BEER-WARE, see source

Basic usage

    local pumakira = require 'pumakira'  -- require module

    local instance = pumakira.new()      -- create instance

    -- parse html string
    instance:parse([[<html>
                  <head>
                    <title>foo</title>
                  </head>
                  <body>
                    <h1 class='main'>main title</h1>
                    <div class='main'>
                      <p>foo text</p> <p>foo continue...</p> 
                      <blockquote id='blocks'>Prof.
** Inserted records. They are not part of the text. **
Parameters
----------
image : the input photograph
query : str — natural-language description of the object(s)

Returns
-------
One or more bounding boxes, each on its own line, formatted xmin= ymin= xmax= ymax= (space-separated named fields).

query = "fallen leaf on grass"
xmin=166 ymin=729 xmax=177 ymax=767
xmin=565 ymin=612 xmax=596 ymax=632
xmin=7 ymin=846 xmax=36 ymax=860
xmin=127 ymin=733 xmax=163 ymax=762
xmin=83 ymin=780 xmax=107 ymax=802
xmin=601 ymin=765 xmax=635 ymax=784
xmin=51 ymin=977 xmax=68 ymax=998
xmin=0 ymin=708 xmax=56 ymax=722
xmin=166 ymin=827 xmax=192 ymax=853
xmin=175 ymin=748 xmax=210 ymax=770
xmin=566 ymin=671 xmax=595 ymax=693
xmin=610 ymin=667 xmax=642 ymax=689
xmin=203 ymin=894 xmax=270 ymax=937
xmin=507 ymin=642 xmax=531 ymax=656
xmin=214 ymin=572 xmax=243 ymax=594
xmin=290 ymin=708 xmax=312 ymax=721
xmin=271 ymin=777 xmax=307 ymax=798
Lorem Ipsum</blockquote>
                      <ul class='main'>
                        <li>fool</li>
                      </ul>
                    </div>
                    <ul class='main'>
                      <li>one</li> <li>two</li> <li>three</li> <li>four</li>
                    </ul>
                    <!-- foo comment -->
                  </body>
                </html>]])

    instance:get_element_by_id('blocks')                            -- get node by id

    instance:get_elements_by_tag_name('p')                          -- get nodes by name

    instance:get_elements_by_tag_type(instance.mode.comment)        -- get nodes by type

    instance:get_elements_by_class_name('main')                     -- get nodes by class
    
    instance:get_parent_node(instance:get_element_by_id('blocks'))  -- get node's parent

    --[[
      add "pseudo" filter, 
      requires name and filters method and mode 
        - true for iterative or false for after ... default true
    --]]
    instance:add_filter(                                            
      'lorem', 
      function(index, value, context_element_or_elements_table)
        -- code here
      end,
      true
    )

    instance:query("body>ul[class='main'] li:odd")                  -- query example

Test

... in progress

TODO

  • improve orphaned pseudos after selector parsing
  • improve tree traversing with coroutines?
  • support luvit module style
  • create a test suite
  • create a wiki?

% February 17th, 2013 -03 GMT